Second issue of Maquette

Yale Center for Collaborative Arts and Media (CCAM)

[1] Brian Galderisi, Untitled, 2019. [2] Yeliz Secerli, Mapping Grid 3, 2021. [3] Wladimiro Woyno Rodriguez, Untitled, 2021. [4] Justin Berry, Untitled, 2020. [5] Linda Cristal-Young, Maal Imani as ‘Daddy’, 2020. 

The bi-annual journal is an archive in motion.

Run by Dana Karwas, Yale’s Center for Collaborative Arts and Media (CCAM) presents the second issue of Maquette, a journal that serves as an archive in motion to track the projects, research, experiments, and events that make up the interdisciplinary discourse of the students and faculty.

Edited by CCAM’s writer-in-residence Alex Zafiris, the theme is “re-orientation.”

Each article approaches problem-solving both in the time of COVID and in a larger context. Opening the issue is an interview by Zafiris with the art critic, scholar, and teacher Nora N. Khan discussing her writing practice and using language as a future-casting tool; and a conversation with Karwas and the artist Sarah Oppenheimer on the ultra-space created through observing gesture, motion, and cognition.

Check-ins with faculty include essays from Thomas Allen Harris on his course and online exhibition, Archive Aesthetics and Community Storytelling; Elise Morrison on researching her upcoming book Post-Dramatic Stress: Theater and Therapy in the Aftermath of War; and Karwas on her current Artspace exhibition, In A Heartbeat.

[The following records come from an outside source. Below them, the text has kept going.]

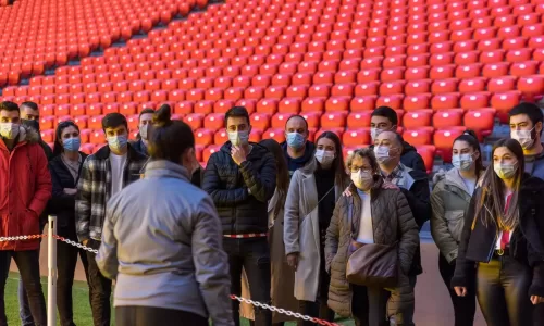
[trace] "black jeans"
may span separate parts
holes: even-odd
[[[59,229],[59,235],[77,241],[75,226],[73,230]],[[88,277],[88,261],[85,250],[77,247],[67,244],[62,241],[57,242],[57,306],[59,309],[59,316],[61,326],[75,326],[74,311],[72,301],[72,286],[74,285],[74,273],[77,264],[77,255],[82,259],[85,274]]]
[[[0,326],[8,325],[4,292],[11,258],[15,261],[15,264],[17,264],[18,272],[21,273],[35,325],[46,326],[46,300],[44,299],[39,276],[39,250],[0,251]]]
[[[351,312],[357,326],[387,326],[390,292],[378,287],[351,284]]]
[[[100,241],[90,239],[87,247],[92,249],[100,248]],[[90,310],[92,311],[92,321],[95,326],[110,326],[111,319],[111,279],[102,276],[98,269],[95,254],[86,252],[87,254],[87,278],[89,283],[89,300]]]
[[[531,281],[531,268],[509,255],[478,264],[478,302],[489,326],[532,325]]]
[[[270,249],[267,238],[223,239],[223,249],[228,254],[231,268],[231,292],[242,293],[242,269],[246,271],[251,300],[270,304]],[[233,300],[234,324],[239,325],[239,302]],[[270,326],[272,312],[255,308],[255,325]]]
[[[454,264],[449,264],[442,254],[438,255],[438,269],[447,287],[449,297],[452,297],[452,303],[454,304],[455,326],[472,326],[474,324],[475,314],[474,285],[469,285],[467,287],[467,296],[457,296],[455,290],[449,286],[452,284],[452,277],[454,277],[455,262]]]
[[[116,306],[116,326],[190,325],[208,326],[208,319],[182,310],[156,306]]]

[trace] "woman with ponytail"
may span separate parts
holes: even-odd
[[[118,326],[234,325],[228,261],[211,198],[190,184],[195,137],[163,105],[144,178],[108,202],[97,264],[116,280]]]
[[[438,246],[438,269],[449,289],[454,276],[458,244],[467,211],[478,178],[483,173],[480,143],[472,130],[467,130],[454,140],[454,168],[435,175],[431,193],[433,215],[431,233]],[[458,297],[453,289],[449,296],[454,303],[455,326],[471,326],[474,323],[475,293],[473,287],[465,297]]]
[[[498,140],[465,218],[452,287],[475,287],[489,326],[531,326],[544,302],[544,181],[523,171],[519,142]]]

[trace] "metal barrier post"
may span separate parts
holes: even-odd
[[[47,325],[57,325],[57,216],[49,215],[47,230]]]

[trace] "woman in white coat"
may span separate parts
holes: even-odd
[[[295,268],[294,294],[299,300],[299,312],[332,322],[334,312],[326,305],[331,278],[325,272],[325,234],[349,177],[336,134],[321,134],[314,156],[290,180],[285,201],[285,254],[289,266]]]

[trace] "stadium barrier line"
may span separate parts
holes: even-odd
[[[51,235],[49,237],[49,235]],[[47,250],[47,262],[48,262],[48,280],[47,280],[47,324],[57,325],[57,241],[62,241],[67,244],[81,248],[83,250],[98,253],[98,250],[84,246],[77,241],[66,239],[57,235],[57,216],[49,215],[48,234],[47,235],[26,235],[26,236],[14,236],[14,237],[0,237],[0,242],[4,241],[22,241],[22,240],[34,240],[40,238],[48,238],[48,250]],[[273,306],[262,302],[254,301],[251,299],[242,298],[235,294],[231,294],[232,300],[238,300],[239,302],[245,302],[261,309],[267,309],[273,312],[285,314],[290,317],[298,319],[309,321],[319,325],[325,326],[341,326],[336,323],[331,323],[327,321],[319,319],[308,315],[302,315],[297,312],[288,311],[282,308]]]

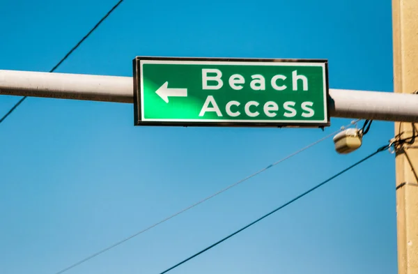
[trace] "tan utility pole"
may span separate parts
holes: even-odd
[[[392,20],[394,91],[413,93],[418,90],[418,0],[392,0]],[[402,138],[410,137],[412,125],[395,123],[395,134],[401,132]],[[414,169],[418,168],[418,150],[408,146],[396,152],[396,160],[398,268],[399,274],[418,274],[418,178]]]

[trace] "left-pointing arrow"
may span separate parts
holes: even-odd
[[[187,97],[187,89],[169,88],[169,82],[166,82],[155,91],[155,93],[165,102],[169,102],[169,97]]]

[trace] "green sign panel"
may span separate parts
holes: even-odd
[[[326,60],[137,57],[135,125],[330,125]]]

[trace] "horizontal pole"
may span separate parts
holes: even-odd
[[[130,77],[0,70],[0,95],[133,103]],[[330,89],[332,117],[418,122],[418,95]]]

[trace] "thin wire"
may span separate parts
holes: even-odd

Zafiris examines Andy Warhol’s perception of consciousness through his pioneering use of video and split-screen in his 1965 film, Outer and Inner Space featuring Edie Sedgwick; Luiza Dale and Tuan Quoc Pham, the designers of Maquette, discuss their practices and how they shaped the journal’s visual identity.

Emily Reilly describes her experiences as a dramaturg working on an Alan Turing opera, and using AI to conjure his voice and presence; Emily Coates and Max Wirsing consider the new awareness of physical space and movement in our lives through their respective disciplines of dance and architecture.

Ross Wightman recounts the challenges and opportunities that came with transforming a laptop musical ensemble to a remote configuration; Molleen Theodore and Jake Gagne present three proposals created by architecture students for exhibiting museum work outside the gallery.

Justin Berry explores the limits of the digital image using photographs of paper; Liam Bellman-Sharpe discusses his ideas on wealth and the future of space that featured in his lo-fi musical, Elon Musk and the Plan to Blow Up Mars with his sound designer, Erin Sullivan.

Rishab Jain renders an illustration of an asteroid being spray-painted white to avoid a collision with earth, inspired by a conversation with CCAM artist-in-residence Damian Loeb.